Kontynuuję sprawozdanie z zimowego spaceru po okolicy Chrzanowa Kościelca. Przejście miało na celu po pierwsze odkrycie rzeczywistego przebiegu Starej Wody, po drugie sprawdzenie stanu zachowania lodowych stalagmitów po dłuższym okresie styczniowej odwilży. Po drodze odwiedziłem las i zebrałem trochę ciekawych gatunków grzybów. Oto po raz kolejny mapa firmy Compass. Tym razem robimy czerwoną kreskę.
Las, chociaż rodzaj starszego drzewostanu znajduje się na tym etapie, który ja określam mianem drągowiny.
Tuż przy krawędzi znalazłem pozostałości po opuszczonych domach.
Są one sukcesywnie pochłaniane przez las.
O tym, jakie doskonałe panują tutaj warunki do mieszkania być może świadczy ten dom.
Oto ostatnie migawki z tego miejsca.
Za opuszczonym domem znajduje się niewielkie wyrobisko.
Pewne ślady na drzewach świadczą o dość dawnym pożarze. Rodzaj drzewostanu podkreśla charakter drągowiny.
Tym nie mniej rozpocząłem grzybobranie. Zarazem spieszę w tym momencie donieść, że cały zbiór z tego dnia nie jest jeszcze opracowany, ale znajduje się gdzieś w muzeum. Na początek biała cienka hubka z sosnowego pniaka. Moim zdaniem okolice
Trametes. Druga opcja to Cerrena.
Idziemy dalej, mijając kolejne opalone drzewa. Teren jest nieznacznie pofałdowany.

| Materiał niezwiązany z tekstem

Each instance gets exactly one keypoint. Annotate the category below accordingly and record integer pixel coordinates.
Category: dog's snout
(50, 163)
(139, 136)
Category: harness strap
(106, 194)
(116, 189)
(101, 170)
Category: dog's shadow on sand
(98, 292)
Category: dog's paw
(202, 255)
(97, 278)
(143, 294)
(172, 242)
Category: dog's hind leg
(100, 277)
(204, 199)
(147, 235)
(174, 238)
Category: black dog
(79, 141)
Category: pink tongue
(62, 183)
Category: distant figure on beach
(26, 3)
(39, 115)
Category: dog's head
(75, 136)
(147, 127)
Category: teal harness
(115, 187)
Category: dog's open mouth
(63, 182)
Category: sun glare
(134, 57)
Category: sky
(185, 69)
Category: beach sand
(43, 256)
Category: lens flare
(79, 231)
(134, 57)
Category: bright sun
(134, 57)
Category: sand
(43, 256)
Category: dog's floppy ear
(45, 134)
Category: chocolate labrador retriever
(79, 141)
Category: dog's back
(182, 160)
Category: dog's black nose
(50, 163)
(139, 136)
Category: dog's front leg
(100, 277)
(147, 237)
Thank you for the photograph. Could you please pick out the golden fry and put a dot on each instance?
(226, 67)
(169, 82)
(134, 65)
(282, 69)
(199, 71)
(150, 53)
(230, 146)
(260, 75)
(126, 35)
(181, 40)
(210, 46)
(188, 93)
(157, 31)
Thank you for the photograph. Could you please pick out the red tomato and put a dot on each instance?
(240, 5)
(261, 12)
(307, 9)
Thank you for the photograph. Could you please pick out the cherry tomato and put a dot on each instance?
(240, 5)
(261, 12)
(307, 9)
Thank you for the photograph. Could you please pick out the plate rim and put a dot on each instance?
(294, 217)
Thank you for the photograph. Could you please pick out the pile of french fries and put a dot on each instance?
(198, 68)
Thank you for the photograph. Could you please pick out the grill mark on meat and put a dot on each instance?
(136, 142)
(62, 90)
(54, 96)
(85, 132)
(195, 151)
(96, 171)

Tuż przed przekroczeniem drogi Chrzanów - Zator na pniu topoli znalazłem kolejnego ciekawego grzyba.
Oto on, kolczasta tapeta z odcieniem fioletowo-brązowym. Na pierwszy rzut oka coś z Telephoraceae. W rzeczywistości Steccherinum fimbriatum.
W lesie tuż przed kamieniołomem z tak zwanymi jaskiniami trafiłem na martwego modrzewia.
Na jego gałęziach występowała taka biała silnie ząbkowana tapeta. Być może jakaś Hyphoderma.
W kwestii grzybów oczekuję propozycji, gdzie powinienem strzelać. Musi to być coś rzadkiego, ponieważ pierwszy raz spotkałem te gatunki.